Innovate. Inspire. Iterate.

The three I’s. Three words that are never far from the lips of a startup CEO. Because they’re the direct result of three behaviours every startup engages in - every day. Acting like a startup could help you be more nimble and gain a competitive advantage with the flexibility to adapt and bring new offerings to market, fast. 

While you may be bigger and have been around for longer, you were a startup once too. So there’s no reason your business can’t act like one again. How do you run your team like a startup?

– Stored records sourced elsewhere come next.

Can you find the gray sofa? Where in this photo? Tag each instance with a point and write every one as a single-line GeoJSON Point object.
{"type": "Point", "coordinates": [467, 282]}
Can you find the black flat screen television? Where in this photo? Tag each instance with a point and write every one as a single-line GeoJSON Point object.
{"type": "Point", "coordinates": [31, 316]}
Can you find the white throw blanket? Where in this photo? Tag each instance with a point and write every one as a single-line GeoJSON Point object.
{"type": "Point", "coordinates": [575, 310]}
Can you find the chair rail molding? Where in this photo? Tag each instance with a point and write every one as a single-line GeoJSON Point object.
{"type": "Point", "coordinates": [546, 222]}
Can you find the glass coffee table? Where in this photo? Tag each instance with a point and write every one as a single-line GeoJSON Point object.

Three ways to recapture your startup mojo


1. Nurture new ideas
2. Empower your employees
3. Listen to your customers

These three daily behaviours will lead directly to innovation, inspiration and iteration - respectively. Let’s take a look at how you can infuse your workday with them.


1. Nurture new ideas


Every morning, when a startup CEO walks into their small but cosy office and greets their team, they know exactly what they’re getting: surprised. And that’s why their business is growing so fast. They let it.

Know what you don’t know.

How do you get innovative new ideas from your employees? There’s no right answer. First, you have to admit how much everyone - including your staff - has to teach you. Then just try something...

Like a noticeboard in the kitchen - a relaxed environment, where the mind likes to wander. Next to the noticeboard: stacks of Post It notes and balls of coloured string - and a plaque with a few simple ‘rules’, like you can only add or build on an idea, not subtract or destroy.

Once someone’s added a Post It, encourage others to not just add their own, but place their Post Its on top of another, as a build, or connect two seemingly unrelated Post Its with string. The result: a living, breathing, colourful ecosystem of innovative thinking.

Whatever your system, have one in place. Because innovation is the lifeblood of any business. It leads to original product or service ideas. It wards off disruption. And best of all, it keeps people coming to work, by nurturing and incubating a culture of inclusion.


2. Empower your staff


With inclusion intrinsic to your culture, you’re one step closer to acting like a startup. The next daily behaviour is giving your staff the power to act on their ideas. Big corporations tend to wade in too much red tape to let new thinking flourish. Here’s where chain-of- command should be relaxed a little.

How do you run your team like a startup? One way of democratising power, is to throw job titles out the window. Instead, each team member gets a number of ‘hats’ to wear - and the freedom to switch between various roles they’ve shown an interest in.

Leaner is meaner. But it’s kinder, too.

The result is better collaboration: no one ever feels powerless, useless or left out. They only feel inspired. Which can only be good for morale.

Of course, startups have the advantage of already having a small team - but by emulating them, you can achieve similar results. So break your staff down into nimble groups with the power to act on whatever decision they come to.


3. Be responsive


The final daily behaviour for recapturing your startup mojo, is listening to your customers. Think back to when your company was small: who kept the business growing, and why? Your existing customers, because you listened to them.

Your oldest customers have the newest ideas.

Your core clientele are the ones who help you shape your business - and here’s where you have a real advantage as a big corporation: you have more ‘old’ customers.

How do you get the most from your customers? Ask them questions. And really listen to the answers you get back. When they have a good suggestion, iterate. Create a beta version of your product or service feature, then run an A/B test. You’d be amazed how often B wins.

It’s about being responsive, so adapt to your customers’ expectations. They’re not only key to your ongoing success, they’re the reason you started. And that kind of startup thinking never gets old, however long you’ve been in business. 


How will you apply them?

Make these three daily behaviours a permanent part of your team ethos and you’ll soon be acting like a startup again. But if you don’t do anything, you run the risk of being overtaken by one.

Use the ideas above or try some of your own. All that’s important is that you free yourself up to be as nimble and innovative as possible - your way. After all, no one does it like you.